I also just had a baby so it’s been really crazy.

In the beginning, we were fast to hire and then when they weren’t culture fits or the skillset wasn’t quite there. We taking more steps backward than forward. Today, we have a strict hiring process where everyone has a chance to interview the person who’s coming in.

We want to do our own distribution in-house because our product is only $15. It’s costing us way too much. I also wanted to experience the touch and feel of whatever was going out so I could see what consumers are getting.

Sometimes we throw confetti in there as a little treat. We try to keep it fun around here. We’re really focusing on making sure everything that we develop next is disruptive in design and product. Whatever it may be, so when you see it on shelves, we want it to wow you and make you wonder what it is.”

What’s next for you guys?

Leila is expanding by focusing on company culture and innovating in the lifestyle space.

“My favorite part is building within. I love when I get the chance to promote someone from the team; it’s really the best feeling. And our team is growing. We moved into our own warehouse in Los Angeles. Regarding Sphynx, we have three to six new products coming out by the end of the year. So we’re doing a lot of product development and expanding our website.

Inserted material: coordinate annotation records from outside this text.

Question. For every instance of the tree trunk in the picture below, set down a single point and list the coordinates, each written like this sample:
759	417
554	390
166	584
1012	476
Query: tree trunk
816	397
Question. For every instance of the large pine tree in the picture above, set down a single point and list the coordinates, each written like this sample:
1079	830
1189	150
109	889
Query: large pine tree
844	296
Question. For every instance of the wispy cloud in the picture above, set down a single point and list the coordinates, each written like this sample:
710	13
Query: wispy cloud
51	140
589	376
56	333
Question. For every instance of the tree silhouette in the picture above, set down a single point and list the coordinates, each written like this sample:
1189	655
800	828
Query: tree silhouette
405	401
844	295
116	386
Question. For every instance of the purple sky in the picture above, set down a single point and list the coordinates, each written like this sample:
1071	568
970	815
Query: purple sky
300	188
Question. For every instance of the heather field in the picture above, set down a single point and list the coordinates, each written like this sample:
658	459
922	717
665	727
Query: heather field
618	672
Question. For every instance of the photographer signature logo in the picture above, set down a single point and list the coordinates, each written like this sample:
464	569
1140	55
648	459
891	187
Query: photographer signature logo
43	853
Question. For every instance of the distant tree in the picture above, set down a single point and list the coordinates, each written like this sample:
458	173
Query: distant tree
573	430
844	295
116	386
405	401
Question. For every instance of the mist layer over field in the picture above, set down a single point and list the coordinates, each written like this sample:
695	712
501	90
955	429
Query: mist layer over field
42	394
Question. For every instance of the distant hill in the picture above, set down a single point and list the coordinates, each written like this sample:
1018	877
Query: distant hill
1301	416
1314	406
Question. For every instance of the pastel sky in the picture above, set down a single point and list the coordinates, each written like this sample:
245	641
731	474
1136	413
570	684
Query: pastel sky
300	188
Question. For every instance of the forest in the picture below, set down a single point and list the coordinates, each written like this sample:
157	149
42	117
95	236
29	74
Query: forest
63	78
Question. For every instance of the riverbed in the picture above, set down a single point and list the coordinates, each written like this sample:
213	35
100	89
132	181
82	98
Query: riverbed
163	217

These big companies use a Band-Aid approach to solve the problem of women on-the-go. So we’re scaling the product but we’re also looking into developing more products. I don’t envision the brand as a razor company. I envision it as a brand for the woman on the go with portable and convenient products for our lifestyle.”

Today, Sphynx is one piece of the on-the-go lifestyle market for women.

Leila has the passion and drive to take the rest of it. With larger companies snoozing, her goal is to ensure women are more empowered than yesterday to experience freedom.

With all the graphs pointing in the right direction, it’s exciting to see where she’ll go.